Hoje, com uma vasta gama de projetos e atividades, a BRI é um exemplo da ambição econômica global da China. Diz-se até que a BRI representa a política externa do governo chinês, com o papel de atingir objetivos estratégicos, como a internacionalização do renminbi e garantir recursos naturais, desde o petróleo para energia até lítio para baterias.

De acordo com o Banco Mundial, a renda global deve aumentar 0,7% até 2030 devido à iniciativa chinesa amplamente benéfica para o mundo. O porcentual se traduz em quase US$ 500 bilhões. Além disso, a BRI pode ajudar a tirar 7,6 milhões de pessoas da pobreza extrema e outras 32 milhões de pessoas que vivem em situação de pobreza moderada.

A estimativa é de que nos próximos dez anos, os países da BRI irão aumentar o volume de comércio em US$ 2,5 trilhões, impulsionando a globalização econômica e reduzindo as desigualdades globais. Esses novos modelos de negócios de cooperação facilitariam também o realinhamento geoestratégico, reformando a ordem internacional.

Este é o plano da China. Por isso, a BRI chinesa traz grandes oportunidades ao Brasil, que ainda não faz parte da iniciativa - ao contrário da Argentina. Imagina, então, quão largo e vasto será esse cinturão e essa rota daqui a 10 anos.

Armadilha da dívida

De acordo com o Wall Street Journal, quase 60% dos empréstimos externos da China em 2022 foram obtidos por países em dificuldades financeiras. Trata-se de um percentual expressivo quando comparado aos 5% em 2010. Assim, depois de ‘galvanizar’ quase US$ 1 trilhão em mais de 3 mil projetos de cooperação, Pequim está revendo suas políticas.

Afinal, a economia global em desaceleração, taxas de juro crescentes e uma inflação elevada deixaram os países em desenvolvimento com dificuldades para honrar suas dívidas com a China. Os empréstimos inadimplentes no âmbito da BRI aumentaram para dezenas de bilhões de dólares, enquanto vários projetos foram paralisados.

Por isso, o Ocidente passou a acusar a China de estruturar deliberadamente as suas práticas de crédito para aproveitar os ativos em uma diplomacia calculista da “armadilha da dívida”. Porém, depois de analisar 40 casos de renegociação da dívida externa, os próprios analistas ocidentais desmascararam essa farsa.

Embora as renegociações de dívidas e os países devedores em dificuldades fossem comuns nos acordos com os chineses, as apreensões de ativos eram uma ocorrência rara. Apesar do seu peso econômico, a influência da China nessas negociações foi limitada. com isso, a China se tornou o ator oficial mais importante nas renegociações de dívidas soberanas internacionais. Desde 2008, os credores chineses organizaram pelo menos 70 reestruturações de dívidas de alto risco – mais de três vezes o número de reestruturações soberanas com credores privados.

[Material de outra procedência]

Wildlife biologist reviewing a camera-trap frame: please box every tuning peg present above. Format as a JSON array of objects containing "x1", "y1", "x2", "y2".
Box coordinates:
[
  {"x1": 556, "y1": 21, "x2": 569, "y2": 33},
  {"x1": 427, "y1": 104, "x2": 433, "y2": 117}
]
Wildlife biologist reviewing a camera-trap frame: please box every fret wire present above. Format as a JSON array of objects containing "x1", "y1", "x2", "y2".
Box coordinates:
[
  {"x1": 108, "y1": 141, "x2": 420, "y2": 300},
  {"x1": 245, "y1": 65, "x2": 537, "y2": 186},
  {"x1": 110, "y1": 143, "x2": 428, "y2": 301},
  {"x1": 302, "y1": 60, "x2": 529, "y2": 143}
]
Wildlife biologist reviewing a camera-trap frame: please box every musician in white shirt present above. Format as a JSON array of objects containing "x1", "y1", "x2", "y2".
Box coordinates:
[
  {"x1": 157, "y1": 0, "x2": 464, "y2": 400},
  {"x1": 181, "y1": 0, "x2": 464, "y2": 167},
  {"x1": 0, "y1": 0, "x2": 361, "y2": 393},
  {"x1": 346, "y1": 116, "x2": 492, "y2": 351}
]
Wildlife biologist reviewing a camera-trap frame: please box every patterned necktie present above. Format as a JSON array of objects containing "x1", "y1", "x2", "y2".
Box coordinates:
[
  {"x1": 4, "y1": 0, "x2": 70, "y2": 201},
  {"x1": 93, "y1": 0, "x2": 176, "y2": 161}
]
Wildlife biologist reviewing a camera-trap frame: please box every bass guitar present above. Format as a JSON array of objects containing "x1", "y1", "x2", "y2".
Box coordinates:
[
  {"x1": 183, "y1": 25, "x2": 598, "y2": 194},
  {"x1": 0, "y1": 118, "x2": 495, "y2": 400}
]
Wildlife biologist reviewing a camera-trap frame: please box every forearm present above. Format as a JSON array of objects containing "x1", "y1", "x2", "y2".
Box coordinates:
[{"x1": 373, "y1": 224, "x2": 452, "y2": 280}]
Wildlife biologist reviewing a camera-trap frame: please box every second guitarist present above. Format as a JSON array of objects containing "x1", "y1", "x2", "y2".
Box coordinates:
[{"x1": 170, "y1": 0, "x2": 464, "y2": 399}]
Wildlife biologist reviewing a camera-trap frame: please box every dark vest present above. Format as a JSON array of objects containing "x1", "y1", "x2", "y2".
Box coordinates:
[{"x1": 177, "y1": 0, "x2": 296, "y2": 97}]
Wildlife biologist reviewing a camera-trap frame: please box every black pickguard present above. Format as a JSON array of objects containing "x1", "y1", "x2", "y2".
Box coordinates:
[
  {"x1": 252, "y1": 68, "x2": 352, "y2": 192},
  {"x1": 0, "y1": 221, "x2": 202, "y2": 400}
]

No entanto, não se pode negar que os empréstimos da China contribuíram para crises da dívida, de múltiplas causas e credores multinacionais, como no Sri Lanka e na Zâmbia. Da mesma forma, novos empréstimos ao Paquistão foram necessários para evitar que a classificação de crédito do país caísse, o que elevaria os custos de manutenção da dívida.

Portanto, a abordagem chinesa de resolução de uma crise da dívida exige, muitas vezes, reestruturações e renegociações. Ainda que os projetos tenham trazido benefícios econômicos, existe um receio de que os ganhos são “marginais”, enquanto os riscos da dívida aumentam, assim como os “efeitos colaterais políticos”.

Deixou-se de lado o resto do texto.